Von der Schnabelspitze bis zum Schwanzende misst sie zwischen 23 und 28 Zentimeter und ist damit in etwa so groß wie eine Amsel oder Taube. Mit sieben Zentimetern ist der Schnabel überproportional lang und gerade und damit ihr auffälligstes Kennzeichen. Die hellen Streifen an Kopf und Oberseite unterscheiden sie von anderen ähnlichen Vögeln wie Schnepfen.
Die Stimme der Bekasssine variiert: "Kä-ätsch", "tick-a tick-a". Im Balzflug ist ein Wummern zu hören.

Welchen Lebensraum bewohnt es?

Die Bekassine bewohnt Feuchtwiesen und offenes Sumpfland. Sie brütet bevorzugt in extensiv bewirtschaftet Feuchtwiesen und in Mooren. Wichtig ist eine lückige Vegetation, die genügend schlammige Flächen für die Nahrungsaufnahme aufweist, aber auch ausreichend Deckung bietet.

Wo kommt es bei uns vor?

Als typische Lebensräume für den hochspezialisieren Vogel sind Moore, Verlandungszonen, Überschwemmungsgebiete und Feuchtwiesen mit offenen Bodenstellen zu nennen.

Die Bekassine ist an geeigneten Biotopstrukturen im UNESCO-Biosphärenreservat Rhön mehr oder weniger regelmäßiger Brutvogel, obwohl auch hier die Bestandsentwicklung auf eine Abnahme hindeutet.

Noch was Wissenswertes

Die Gelege der Bekassine wird meist auf nassem bis feuchtem Untergrund im Gras, in feuchten Seggenbereichen und zwischen Zwergsträuchern errichtet. Die 4 bis 5 Jungen sind Nestflüchter und im Alter von ca. 4 Wochen voll flugfähig. Die bevorzugte Nahrung sind verschiedene Insekten und deren Larven, Weichtiere, Pflanzenteile und Sämereien. Mit dem langen Schnabel wird die Nahrung im weichen und nassen Bodenmilieu gesucht.

Die mitteleuropäischen Brutvögel sind Kurzstreckenzieher und überwintern bevorzugt in West- und Südeuropa. Auch gelingen Beobachtungen von Bekassinen bei Frost- und Schneelagen an nicht zugefrorenen Gewässern.
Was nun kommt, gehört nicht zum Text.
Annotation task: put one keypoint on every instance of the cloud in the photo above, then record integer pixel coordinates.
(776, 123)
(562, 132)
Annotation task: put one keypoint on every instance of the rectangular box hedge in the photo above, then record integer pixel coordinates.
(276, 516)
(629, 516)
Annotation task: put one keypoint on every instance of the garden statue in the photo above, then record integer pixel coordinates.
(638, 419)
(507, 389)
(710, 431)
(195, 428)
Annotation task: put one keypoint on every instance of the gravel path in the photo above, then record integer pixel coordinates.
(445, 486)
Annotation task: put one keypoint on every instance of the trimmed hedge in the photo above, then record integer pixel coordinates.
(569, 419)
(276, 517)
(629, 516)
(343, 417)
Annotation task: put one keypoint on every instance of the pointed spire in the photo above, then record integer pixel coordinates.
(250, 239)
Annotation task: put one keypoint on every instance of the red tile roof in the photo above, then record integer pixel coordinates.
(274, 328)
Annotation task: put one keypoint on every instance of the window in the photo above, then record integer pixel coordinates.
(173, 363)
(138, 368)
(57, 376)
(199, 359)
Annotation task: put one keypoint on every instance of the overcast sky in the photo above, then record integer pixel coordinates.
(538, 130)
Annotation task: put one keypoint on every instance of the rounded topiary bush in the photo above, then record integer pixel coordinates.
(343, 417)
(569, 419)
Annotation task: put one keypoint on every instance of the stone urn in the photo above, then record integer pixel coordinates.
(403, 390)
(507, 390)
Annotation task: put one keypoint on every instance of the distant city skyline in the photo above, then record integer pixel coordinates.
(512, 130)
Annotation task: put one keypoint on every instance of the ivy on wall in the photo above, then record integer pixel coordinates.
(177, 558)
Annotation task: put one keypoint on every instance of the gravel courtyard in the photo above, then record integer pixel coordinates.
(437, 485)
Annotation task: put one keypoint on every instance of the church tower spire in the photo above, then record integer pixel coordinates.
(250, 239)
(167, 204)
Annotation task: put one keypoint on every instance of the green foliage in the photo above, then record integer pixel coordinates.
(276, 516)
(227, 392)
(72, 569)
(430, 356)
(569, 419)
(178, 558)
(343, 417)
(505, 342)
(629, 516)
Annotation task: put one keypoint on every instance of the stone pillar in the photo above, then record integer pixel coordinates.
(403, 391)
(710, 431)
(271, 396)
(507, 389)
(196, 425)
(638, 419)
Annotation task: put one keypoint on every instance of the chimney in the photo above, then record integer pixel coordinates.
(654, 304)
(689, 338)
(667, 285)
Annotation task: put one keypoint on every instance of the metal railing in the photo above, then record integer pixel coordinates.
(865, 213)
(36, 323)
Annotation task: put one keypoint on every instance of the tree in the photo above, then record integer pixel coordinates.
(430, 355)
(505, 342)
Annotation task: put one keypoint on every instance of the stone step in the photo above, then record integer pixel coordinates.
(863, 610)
Die zu den Watvögeln zählende Bekassine bewohnt in Europa nahezu alle geeigneten Feuchtgebiete. Die einst in Mitteleuropa weit verbreitete Vogelart hat in ihren Beständen in den letzten Jahrzehnten stark abgenommen oder sogar viele Brutgebiete aufgegeben.

Durch die vielerorts in der Vergangenheit durchgeführten Trockenlegungen dieser genannten Gebiete ist ein beachtlicher Lebensraumverlust für diese Vogelart festzustellen. Die Bekassine ist daher Vogel des Jahres 2013 geworden.

Bestandsabnahme vor allem durch intensive landwirtschaftliche Nutzung von feuchten Wiesen, z.B. durch Maisanbau, Torfabbau für Gärten und Jagd in Südeuropa.